The orders, which give police extra powers to move along groups of two or more people who they suspect of causing anti social behaviour, are running simultaneously in town centres in Harlesden, Alperton, Wembley, Kilburn and Barnhill.
If a person has been moved on under the order, it is a criminal offence for them to return to the area within 24 hours.
But civil liberties groups slammed the orders, which they branded panic policing.
Alex Deane, Director of Big Brother Watch, said: “Anti-social behaviour is on the rise because proper policing is on the decline, abandoned in favour of the cheaper but inadequate substitutes of PCSOs and CCTV cameras.
“That failure has led to panic which has led to the creation of dispersal orders. They might be justified on occasion, but the kind of blanket use seen in Brent is completely disproportionate – it’s heavy-handed and indiscriminate.”
Fellow civil liberties group Liberty has campaigned against the orders, which they claim blur the distinction between nuisance and criminal behaviour.
In a 2007 report Liberty policy director Gareth Crossman warned: “There is no need that any individual be suspected of involvement in criminal activity before being subjected to a dispersal order.
“Breach of an order is a criminal offence. Similar to an anti social behaviour order, the behaviour leading to breach does not have to be criminal.”

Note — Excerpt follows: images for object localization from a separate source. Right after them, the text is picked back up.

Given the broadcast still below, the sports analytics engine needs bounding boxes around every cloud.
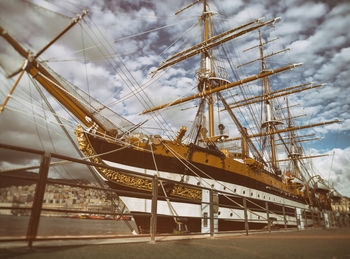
[285,2,328,21]
[0,0,350,196]
[317,47,350,80]
[311,146,350,197]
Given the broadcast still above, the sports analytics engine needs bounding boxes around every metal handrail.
[0,143,332,246]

But police and councillors defended the measures, which they said were necessary as a last resort for tackling persistent yobbish behaviour.

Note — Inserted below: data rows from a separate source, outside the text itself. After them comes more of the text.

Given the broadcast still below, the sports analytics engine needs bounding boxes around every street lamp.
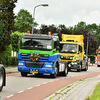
[32,4,49,34]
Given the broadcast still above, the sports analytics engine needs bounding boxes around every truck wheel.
[0,68,4,92]
[77,64,81,72]
[84,64,88,71]
[50,65,58,78]
[62,64,68,76]
[21,72,27,77]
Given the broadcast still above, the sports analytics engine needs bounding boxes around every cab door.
[79,45,85,69]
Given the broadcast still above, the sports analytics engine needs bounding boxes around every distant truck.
[16,33,68,78]
[59,34,88,72]
[96,46,100,67]
[0,65,6,92]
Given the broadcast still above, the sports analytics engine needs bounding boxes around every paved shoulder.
[44,75,100,100]
[6,67,18,74]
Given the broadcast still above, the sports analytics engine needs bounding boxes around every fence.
[0,56,18,67]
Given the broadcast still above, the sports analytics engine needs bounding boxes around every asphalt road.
[1,65,100,100]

PC Lee Tyrrell, from the Harlesden Safer Neighbourhood Team, said they had applied for a dispersal order in and around church road, in Harlesden, only as a last resort.
He said: “Obviously we don’t want to just push the problem to another area, but I think it has really worked in Harlesden. Complaints have fallen and the problem has subsided.
“We only use it as a last resort, and there needs to be solid evidence to justify it.”
Lincoln Beswick, Brent Council crime chief, said: “I am responding to an increase in reports of anti social behaviour.
“People are going around in groups causing mayhem.”
However a spokeswoman for Brent Council’s anti social behaviour team said there hasn’t been an increase in complaints, although a higher proportion of reports concerned groups.